Ohm's law works for ordinary conductors for a reason: the particles carrying the current (usually, but not always electrons) scatter incoherently and inelastically from features of the conductor. In the case of an electron current, at low temperature this scattering is caused by impurities in the conductor; at high temperatures, the dominant source of scattering is electron-phonon scattering (phonons are coherent vibrations of the conductors fundamental lattice).

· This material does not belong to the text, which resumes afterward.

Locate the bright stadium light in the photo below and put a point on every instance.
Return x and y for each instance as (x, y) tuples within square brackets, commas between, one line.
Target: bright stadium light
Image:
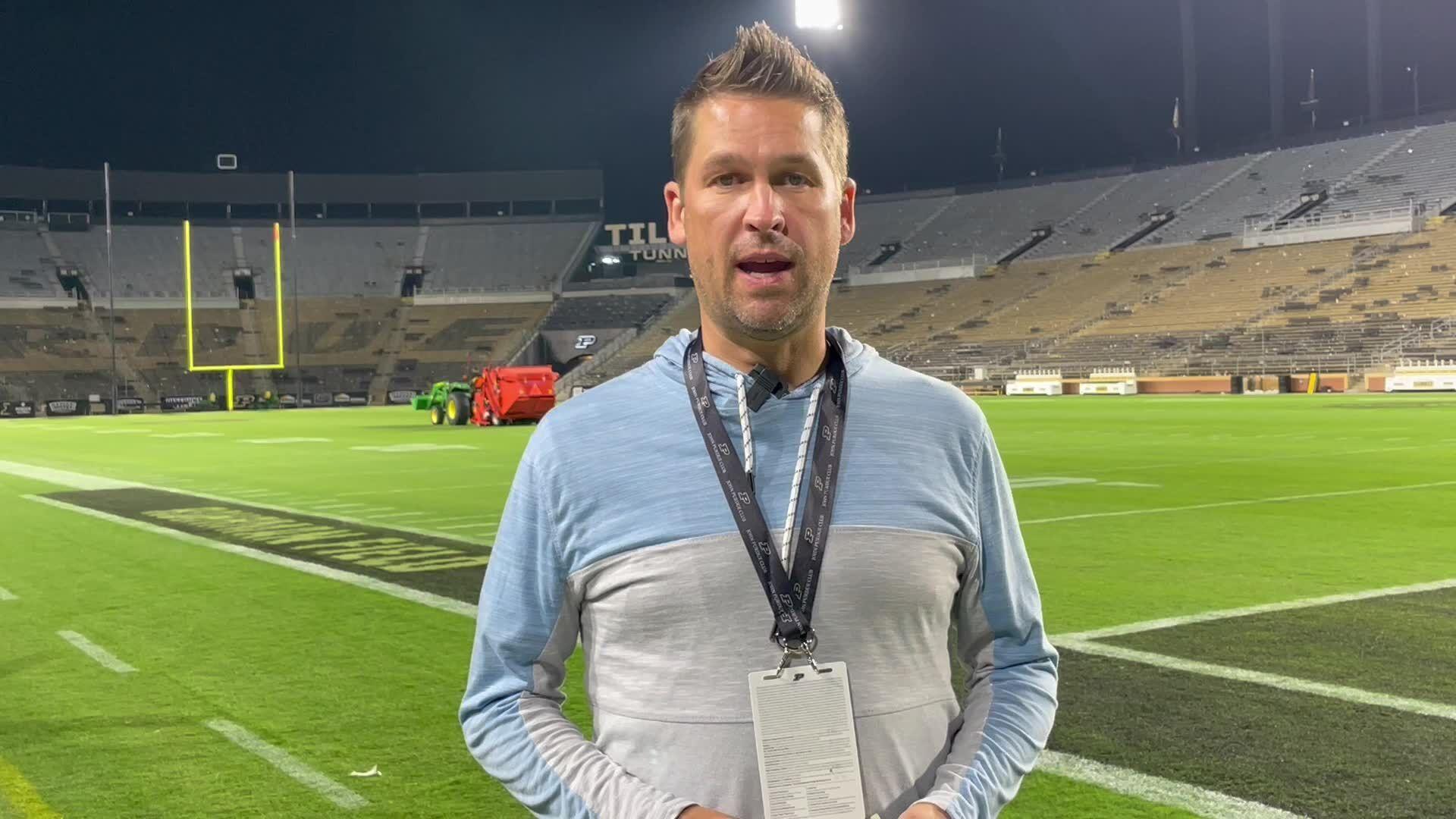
[(817, 14)]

As long as those conditions pertain, you can expect Ohm's law to be a good approximation to the behavior of the current.

However, in a superconductor quantum mechanics rears its elegant head and generates a situation in which coherent effect dominate to a point where is effectively no inelastic scattering and as such no energy loss in the flow of current.

Nor are these the only possible situations, as Schlomo Steinbergerstein notes semiconductors exhibit a wide range of conduction behaviors.

The difference in macroscopic physics is down to a difference in microscopic physics.

This business where regimes dominated by coherent and incoherent interaction show very different behavior comes up a lot in various corners of physics and one could spend a long (and possibly enjoyable) time surveying those effects alone.

Looking at your question from the perspective of ideal circuit theory, an ideal resistor has the following I-V relationship:

$V_R = I_R R$

The voltage across the resistor is proportional to the current through the resistor with constant of proportionality equal to $R$.

In ideal circuit theory, an ideal conductor can be thought of as a "zero ohm resistor". Setting $R = 0$ in the above equation gives:

$V_{R_0}= 0$

In other words, for *any* value of current, the voltage across an ideal conductor is exactly $0V$.

Of course, in the real world, there are no ideal resistors or conductors. However, Ohm's Law is still a good approximation for many materials over some limited operating range.

From Wiki:

The simplest method to measure the electrical resistance of a sample of some material is to place it in an electrical circuit in series with a current source I and measure the resulting voltage V across the sample. The resistance of the sample is given by Ohm's law as R = V / I.

If the voltage is zero, this means that the resistance is zero.